Dear readers, you know that I have a talent for writing very long blog posts. I thank you for sticking with me through so many of them! Some might say that long posts are not the way to catch and keep readers, but I do not have a succinct writing style and I offer no apologies. I like to meander, to think deeply, to engage myself in a discussion. This week, however, I have decided to write a few short posts about the month of veganism that I’m about to start. Today, I’d like to clarify my intentions for April.
I’ve already listed my reasons for this fling with veganism: compassion, finances, and ambition. To be honest, I’m doing this to see if I can do it. I don’t know if I can because I really, really love dairy. Eggs—eh, I think I can live without them for a month. But giving up dairy is going to be hard, and it’s going to force me to try new things. Dairy is a daily habit for me: milk in my coffee, yogurt in my oatmeal, cheese and crackers with lunch, cheese in my quesadilla at dinner. I know that I eat a lot of dairy. I felt a sense of loss and frustration on Saturday as I stood in front of the refrigerated case of vegan products, trying to decide what to buy. In the end, I bought more dairy milk and cheese. After all, it’s not April yet…and I’m still getting used to the idea of no dairy for 30 days. It’s a weird feeling.
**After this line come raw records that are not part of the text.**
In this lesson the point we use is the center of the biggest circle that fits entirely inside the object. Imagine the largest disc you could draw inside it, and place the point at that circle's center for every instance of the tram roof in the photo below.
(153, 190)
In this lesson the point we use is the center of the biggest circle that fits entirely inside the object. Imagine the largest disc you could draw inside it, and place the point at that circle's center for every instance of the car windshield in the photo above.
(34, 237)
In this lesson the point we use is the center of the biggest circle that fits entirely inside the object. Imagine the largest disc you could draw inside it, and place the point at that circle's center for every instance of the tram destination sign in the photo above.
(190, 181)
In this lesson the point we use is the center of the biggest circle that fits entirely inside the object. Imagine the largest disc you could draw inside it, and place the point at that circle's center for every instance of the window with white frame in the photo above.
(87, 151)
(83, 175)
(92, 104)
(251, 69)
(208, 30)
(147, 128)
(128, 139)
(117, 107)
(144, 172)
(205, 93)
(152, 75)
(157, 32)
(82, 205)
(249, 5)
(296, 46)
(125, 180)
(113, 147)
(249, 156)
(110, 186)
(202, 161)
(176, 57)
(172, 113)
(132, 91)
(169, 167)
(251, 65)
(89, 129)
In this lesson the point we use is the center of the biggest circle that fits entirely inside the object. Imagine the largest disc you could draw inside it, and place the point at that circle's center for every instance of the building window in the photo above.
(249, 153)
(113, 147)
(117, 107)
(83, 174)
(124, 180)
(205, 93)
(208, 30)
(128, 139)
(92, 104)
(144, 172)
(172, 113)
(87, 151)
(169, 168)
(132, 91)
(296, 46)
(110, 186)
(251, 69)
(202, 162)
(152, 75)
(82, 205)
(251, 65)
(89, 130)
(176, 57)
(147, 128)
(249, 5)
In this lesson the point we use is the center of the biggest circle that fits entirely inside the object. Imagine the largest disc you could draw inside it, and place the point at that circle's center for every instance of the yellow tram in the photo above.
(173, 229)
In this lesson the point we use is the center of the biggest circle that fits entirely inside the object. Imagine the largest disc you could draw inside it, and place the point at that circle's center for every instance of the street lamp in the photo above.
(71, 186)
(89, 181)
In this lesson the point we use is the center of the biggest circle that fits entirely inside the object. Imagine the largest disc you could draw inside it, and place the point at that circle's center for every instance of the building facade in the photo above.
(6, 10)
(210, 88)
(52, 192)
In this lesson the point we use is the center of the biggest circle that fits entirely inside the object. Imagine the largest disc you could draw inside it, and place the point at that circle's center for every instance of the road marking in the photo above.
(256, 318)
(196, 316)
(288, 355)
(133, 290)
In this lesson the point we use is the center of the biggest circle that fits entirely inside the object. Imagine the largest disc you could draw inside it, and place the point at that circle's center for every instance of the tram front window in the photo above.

I have no intention to continue a strictly vegan diet after April. Of course I may change my mind—never say never!—but I am not committing to anything. I have no desire to eat meat on a regular basis, so I remain devoted to vegetarianism. But this veganism thing is an experiment, and as with all experiments, I remain open to the data and new possibilities. Just please don’t remind me that I’m giving up my beloved cheese for a month!